Quantitative proteomes and in vivo secretomes of progressive and regressive UV-induced fibrosarcoma tumor cells: mimicking tumor microenvironment using a dermis-based cell-trapped system linked to tissue chamber.

The alterations of tumor proteome and/or in vivo secretome created by host-tumor cell interaction may be crucial factors for tumors to undergo progression or regression in a host system. Two UV-induced fibrosarcoma tumor cell lines (UV-2237 progressive cells and UV-2240 regressive cells) were used as models to address this issue. Hundreds of proteins including in vivo secretome have been identified and quantified via an isotope-coded protein label (ICPL) in conjunction with high-throughput NanoLC-LTQ MS analysis.
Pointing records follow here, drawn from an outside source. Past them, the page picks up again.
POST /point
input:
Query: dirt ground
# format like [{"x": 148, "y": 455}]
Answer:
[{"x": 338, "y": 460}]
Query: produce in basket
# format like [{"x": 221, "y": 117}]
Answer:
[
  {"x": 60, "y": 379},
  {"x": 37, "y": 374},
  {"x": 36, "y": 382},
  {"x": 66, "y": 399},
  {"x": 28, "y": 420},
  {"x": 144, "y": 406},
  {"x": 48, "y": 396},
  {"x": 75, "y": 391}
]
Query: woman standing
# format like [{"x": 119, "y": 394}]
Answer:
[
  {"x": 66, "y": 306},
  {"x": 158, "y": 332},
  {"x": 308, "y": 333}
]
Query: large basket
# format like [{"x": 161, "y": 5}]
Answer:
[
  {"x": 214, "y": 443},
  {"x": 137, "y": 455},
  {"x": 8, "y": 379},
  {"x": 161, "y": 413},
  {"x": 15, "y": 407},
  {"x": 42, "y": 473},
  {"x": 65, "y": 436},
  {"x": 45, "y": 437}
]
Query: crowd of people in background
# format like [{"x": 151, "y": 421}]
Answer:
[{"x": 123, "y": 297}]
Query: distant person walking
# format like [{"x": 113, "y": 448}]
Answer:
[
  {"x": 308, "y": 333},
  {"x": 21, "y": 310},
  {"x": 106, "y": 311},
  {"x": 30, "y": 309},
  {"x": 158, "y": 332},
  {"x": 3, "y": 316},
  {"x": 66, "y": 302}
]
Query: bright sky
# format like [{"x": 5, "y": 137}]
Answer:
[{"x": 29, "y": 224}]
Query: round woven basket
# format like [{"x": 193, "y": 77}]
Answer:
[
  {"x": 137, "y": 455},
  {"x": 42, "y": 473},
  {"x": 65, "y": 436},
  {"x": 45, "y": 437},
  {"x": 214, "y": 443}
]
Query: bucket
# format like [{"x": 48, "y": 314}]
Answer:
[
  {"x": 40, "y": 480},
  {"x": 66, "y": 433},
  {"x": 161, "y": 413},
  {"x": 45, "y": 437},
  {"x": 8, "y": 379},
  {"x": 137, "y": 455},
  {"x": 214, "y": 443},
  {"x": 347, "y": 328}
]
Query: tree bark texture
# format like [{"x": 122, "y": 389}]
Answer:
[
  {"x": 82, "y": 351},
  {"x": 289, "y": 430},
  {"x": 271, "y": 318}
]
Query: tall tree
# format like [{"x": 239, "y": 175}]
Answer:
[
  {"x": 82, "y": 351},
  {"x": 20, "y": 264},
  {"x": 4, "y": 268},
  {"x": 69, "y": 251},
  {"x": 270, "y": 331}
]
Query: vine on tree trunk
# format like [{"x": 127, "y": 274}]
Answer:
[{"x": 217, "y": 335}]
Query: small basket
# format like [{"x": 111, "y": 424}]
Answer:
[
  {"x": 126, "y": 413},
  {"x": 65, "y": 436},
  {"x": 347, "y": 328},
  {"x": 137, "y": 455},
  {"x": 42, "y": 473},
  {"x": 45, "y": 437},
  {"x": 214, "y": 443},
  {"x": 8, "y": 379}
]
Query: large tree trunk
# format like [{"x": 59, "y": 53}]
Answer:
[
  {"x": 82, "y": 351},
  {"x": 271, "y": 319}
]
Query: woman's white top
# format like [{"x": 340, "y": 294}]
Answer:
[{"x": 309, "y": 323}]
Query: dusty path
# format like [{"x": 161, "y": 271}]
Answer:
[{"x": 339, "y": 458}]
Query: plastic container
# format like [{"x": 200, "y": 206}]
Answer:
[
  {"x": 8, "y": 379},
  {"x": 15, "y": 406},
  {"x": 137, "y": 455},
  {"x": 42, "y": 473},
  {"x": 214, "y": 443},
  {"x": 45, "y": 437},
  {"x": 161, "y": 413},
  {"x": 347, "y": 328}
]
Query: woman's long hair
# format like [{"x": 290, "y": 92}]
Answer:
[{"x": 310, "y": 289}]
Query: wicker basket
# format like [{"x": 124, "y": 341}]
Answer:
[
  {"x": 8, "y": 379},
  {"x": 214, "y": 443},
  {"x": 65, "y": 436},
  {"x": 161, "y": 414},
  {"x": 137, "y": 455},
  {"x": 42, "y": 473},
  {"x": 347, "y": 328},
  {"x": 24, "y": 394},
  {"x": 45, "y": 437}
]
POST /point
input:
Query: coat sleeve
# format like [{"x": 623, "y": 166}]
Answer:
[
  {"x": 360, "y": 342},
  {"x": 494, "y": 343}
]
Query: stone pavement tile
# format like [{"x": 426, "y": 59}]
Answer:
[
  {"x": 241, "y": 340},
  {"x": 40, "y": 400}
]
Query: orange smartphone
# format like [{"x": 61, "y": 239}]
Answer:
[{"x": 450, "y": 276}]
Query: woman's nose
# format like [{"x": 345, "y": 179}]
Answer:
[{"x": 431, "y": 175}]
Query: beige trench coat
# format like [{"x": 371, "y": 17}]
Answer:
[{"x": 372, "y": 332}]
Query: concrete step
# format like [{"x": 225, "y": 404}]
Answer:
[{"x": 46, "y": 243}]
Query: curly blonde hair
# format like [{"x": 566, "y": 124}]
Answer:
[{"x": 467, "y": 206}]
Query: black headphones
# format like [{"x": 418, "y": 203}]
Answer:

A newly designed technology using a dermis-based cell-trapped system was employed to encapsulate and grow 3-D tumor cells. A tissue chamber inserted with a tumor cell-trapped dermis was implanted into mice to mimic the tumor microenvironment. The in vivo secretome created by host-tumor interaction was characterized from samples collected from tissue chamber fluids via ICPL labeling mass spectrometric analysis. Twenty-five proteins including 14-3-3 proteins, heat shock proteins, profilin-1, and a fragment of complement C3 with differential expression in proteomes of UV-2237 and UV-2240 cells were revealed. Three secreted proteins including myeloperoxidase, alpha-2-macroglobulin, and a vitamin D-binding protein have different abundances in the in vivo secretome in response to UV-2237 and UV-2240 cells. Differential tumor proteomes and in vivo secretome were thus accentuated as potential therapeutic targets to control tumor growth.